Behind The Scenes: How ‘Jiang Ziya’ Is Seeking To Rival Hollywood Animation
Jiang Ziya is dominating the Chinese box office, while making smaller inroads into North America’s shaky theatrical market. If seeing it in a cinema isn’t an option, you can make do with the next-best thing: these behind-the-scenes featurettes.
Encore Films, Jiang Ziya’s Singaporean distributor, has released a collection of promotional spots packed with interviews with cast and crew. One video focuses on the film’s themes and animation production, while another delves into the voice acting.
The videos offer English-speaking audiences a rare insight into the production of a tentpole Chinese animated feature. We’re shown production materials — turnarounds, storyboards, etc — and a glimpse of a testy dailies session. Li Wei, one of the film’s two directors, comments briefly on the film’s eye-popping 2d sequence.
No less interesting is what the videos tell us about the aspirations of mainstream Chinese animation, or at least of this particular crew. The producer, Yi Qiao of Coloroom Pictures (Beijing Enlight’s in-house animation studio), plays up the artists’ experience in international studios, emphasizing that co-director Xin Wang was previously cinematic character supervisor at Blizzard Entertainment: “For a Chinese, this is seemingly the highest possible achievement.”

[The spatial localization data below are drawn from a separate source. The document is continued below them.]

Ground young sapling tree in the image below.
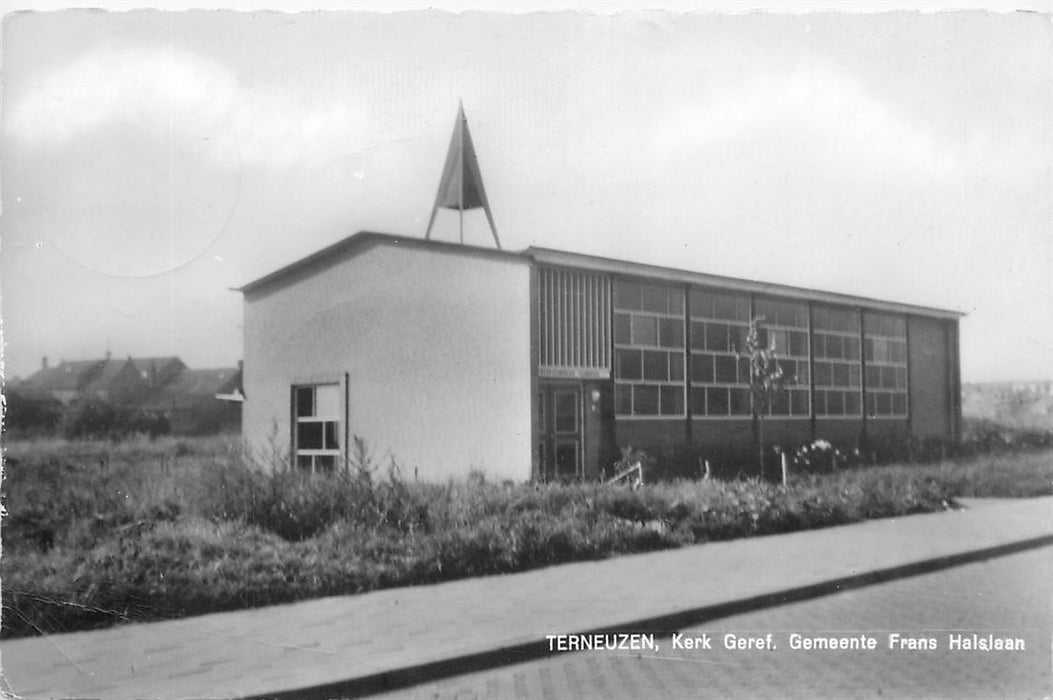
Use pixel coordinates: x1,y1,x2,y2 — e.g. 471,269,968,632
745,316,785,479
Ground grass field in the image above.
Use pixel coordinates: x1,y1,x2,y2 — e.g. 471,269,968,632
2,434,1051,639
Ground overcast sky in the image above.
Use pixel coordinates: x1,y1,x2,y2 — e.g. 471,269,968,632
1,4,1050,383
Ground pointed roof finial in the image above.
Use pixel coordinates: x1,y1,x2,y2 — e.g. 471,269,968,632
425,101,501,249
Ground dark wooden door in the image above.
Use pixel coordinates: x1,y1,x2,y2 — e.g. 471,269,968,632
539,383,583,481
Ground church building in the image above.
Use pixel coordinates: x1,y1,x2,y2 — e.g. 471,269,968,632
238,106,962,481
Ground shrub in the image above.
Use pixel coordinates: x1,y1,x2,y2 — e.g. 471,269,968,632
3,436,1051,639
644,443,701,482
2,386,64,435
60,400,170,440
960,418,1053,454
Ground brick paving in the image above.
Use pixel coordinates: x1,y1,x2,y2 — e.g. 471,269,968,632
1,497,1050,700
374,545,1052,700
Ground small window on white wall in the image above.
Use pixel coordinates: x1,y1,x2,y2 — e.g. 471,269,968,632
293,384,340,473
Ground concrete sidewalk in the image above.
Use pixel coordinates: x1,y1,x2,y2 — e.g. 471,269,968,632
2,497,1051,700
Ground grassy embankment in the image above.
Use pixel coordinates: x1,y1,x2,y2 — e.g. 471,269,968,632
2,435,1051,639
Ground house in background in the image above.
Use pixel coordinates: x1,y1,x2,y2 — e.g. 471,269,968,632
23,355,187,406
2,380,64,433
80,357,141,403
130,357,187,394
24,357,96,405
24,355,135,406
18,355,240,436
962,381,1053,431
237,107,963,481
141,366,243,435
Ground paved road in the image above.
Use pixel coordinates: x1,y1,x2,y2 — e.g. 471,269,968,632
371,546,1053,700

Or consider what the film’s other director Cheng Teng, an animation prodigy barely into his thirties, has to say about the film’s subject matter. “These elements of China’s are actually especially cool,” he says. “At the time, I felt that these elements were not well-packaged by our modern entertainment. For example, Japan has packaged its ninjas, America has packaged its cowboys. I feel that China’s wuxia or fantasy elements are much cooler compared to those.”
Li Xia, another of the film’s co-directors, puts it succinctly: “If, through this project, we can build up a complete industrial system like that of Hollywood’s, then I think we have succeeded.” They’re on the right track: Jiang Ziya is currently the highest-grossing animated film of 2020, ahead of Pixar’s Onward, according to Box Office Mojo. (The film is listed on their using its full Chinese title: Jiang Ziya: Legend of Deification).